Male crickets fight each other for territorial control, which leads to greater access to potential mates. The techniques in male aggressive combat include head-butting and grappling with their mouth-parts. Cricket fights have been a form of entertainment in China since the Sung dynasty (A.D. 960-1278). Judge and Bonanno’s findings are not only a contribution to the scientific community, but also highlight the Chinese cultural tradition of male cricket fighting.

In nature, male field crickets defend their territories, from which they sing to attract females. Responding to their song, females visit that territory to mate. “The more space you control as a male, the more likely you are to attract a female,” explains Judge. As a result, males always encounter each other as enemies and engage in physical combat.

Through a series of experiments, Judge and Bonanno were able to prove which traits make a male cricket a winner. In the first experiment, males were paired based on body size, and in the second, by body mass. They set up the cricket fights in a tiny arena and watched each battle unfold. “It’s a delicate dance between the meeting and the actual outcome,” says Bonanno, a recent MSc graduate, in a phone interview. She described what went on in the arenas, saying “they start checking each other out…meet antennae. Then it’s a series of escalations. They gyrate, kind of bop up and down, lock mandibles, and with that they try to knock each other over.” Through these experiments Judge and Bonnano showed that between males increasing differences in the size of weaponry heightened the fighting success of the male with larger weaponry.

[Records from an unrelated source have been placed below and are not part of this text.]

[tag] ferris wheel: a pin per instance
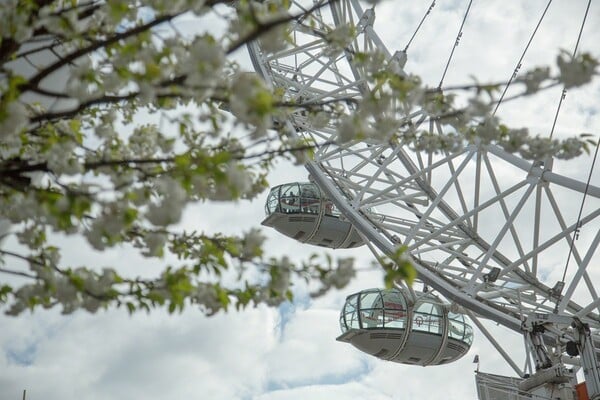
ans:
(501, 238)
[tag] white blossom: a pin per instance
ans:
(155, 242)
(171, 200)
(576, 71)
(62, 160)
(533, 79)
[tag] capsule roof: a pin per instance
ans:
(301, 211)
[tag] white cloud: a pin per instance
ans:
(262, 353)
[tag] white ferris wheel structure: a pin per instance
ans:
(502, 238)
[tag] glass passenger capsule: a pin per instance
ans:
(385, 324)
(300, 210)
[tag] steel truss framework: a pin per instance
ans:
(487, 229)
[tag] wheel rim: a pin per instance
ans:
(461, 215)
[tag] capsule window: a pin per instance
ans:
(428, 317)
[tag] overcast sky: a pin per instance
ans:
(290, 352)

Judge made the link between his findings and Chinese cricket fighting unintentionally. Taking his advisor’s advice to research the earliest scientific sources associated with cricket fighting, Judge found his hypothesis “wasn’t terribly novel.” He elaborates saying, “The Chinese knew about this head-size relationship with fighting ability a thousand years ago.” The earliest source he found was a work on cricket fighting by Shia Szu-Tao in the thirteenth century, stating that the best fighters have large heads. Judge explains how he found himself in the University of Toronto’s Asian Studies Library with an ancient Mandarin translator studying Szu-Tao’s text, as reading it made his research into male cricket fighting “more exciting.” He adds, “I also wanted the chance to cite an 800 year-old book.” Bonanno recalls her reaction to Judge’s discovery of the ancient Chinese sources, asking herself,“Can we prove that this information, used for hundreds of years, actually has a scientific basis to it?”

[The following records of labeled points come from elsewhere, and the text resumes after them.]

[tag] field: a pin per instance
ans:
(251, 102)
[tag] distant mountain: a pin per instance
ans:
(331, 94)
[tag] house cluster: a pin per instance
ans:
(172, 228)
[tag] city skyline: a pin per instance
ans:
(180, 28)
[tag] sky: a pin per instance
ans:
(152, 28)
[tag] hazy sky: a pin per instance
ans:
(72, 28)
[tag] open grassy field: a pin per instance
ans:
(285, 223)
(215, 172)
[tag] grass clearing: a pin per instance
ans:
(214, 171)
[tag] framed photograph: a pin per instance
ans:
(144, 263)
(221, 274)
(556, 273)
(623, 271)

Making parallels between science and culture when discussing the ancient Chinese cricket fighters was natural to Judge. “When culture approaches [something] with scientific methodology, it can arrive at sound conclusions,” he says. The Chinese discovered what made the best male cricket fighters because “they were being scientific by…controlling for body size. The one thing they weren’t doing was analyzing the results statistically. They were analyzing it more for anecdotes.”

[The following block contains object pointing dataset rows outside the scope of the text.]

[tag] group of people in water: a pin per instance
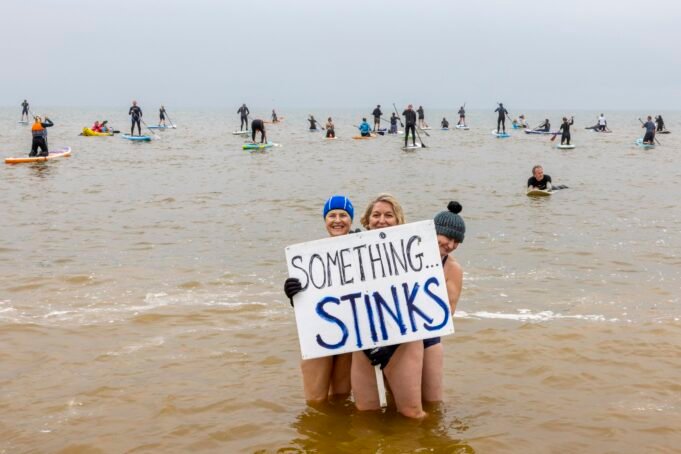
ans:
(413, 370)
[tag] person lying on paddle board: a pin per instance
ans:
(377, 117)
(365, 128)
(243, 114)
(327, 377)
(135, 116)
(393, 123)
(258, 125)
(501, 118)
(39, 133)
(660, 123)
(24, 110)
(409, 125)
(162, 116)
(565, 130)
(539, 180)
(546, 126)
(330, 129)
(649, 137)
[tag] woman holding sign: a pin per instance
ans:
(328, 376)
(451, 230)
(401, 364)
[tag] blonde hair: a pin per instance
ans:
(388, 198)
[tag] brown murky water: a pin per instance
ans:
(141, 307)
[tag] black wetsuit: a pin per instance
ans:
(649, 137)
(40, 140)
(409, 125)
(244, 112)
(136, 116)
(258, 125)
(565, 127)
(377, 117)
(532, 182)
(501, 119)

Judge and Bonanno’s statistical analysis of cricket fighting paid off. Their results are the first evidence that the head and mouthpart size of field crickets are under positive selection by male-male competition. Cricket fighting remains a cultural tradition and popular pastime in China. Despite how ancient Judge’s cricket fighting findings are, he says he is still motivated as a scientist by the “thrill of discovery.”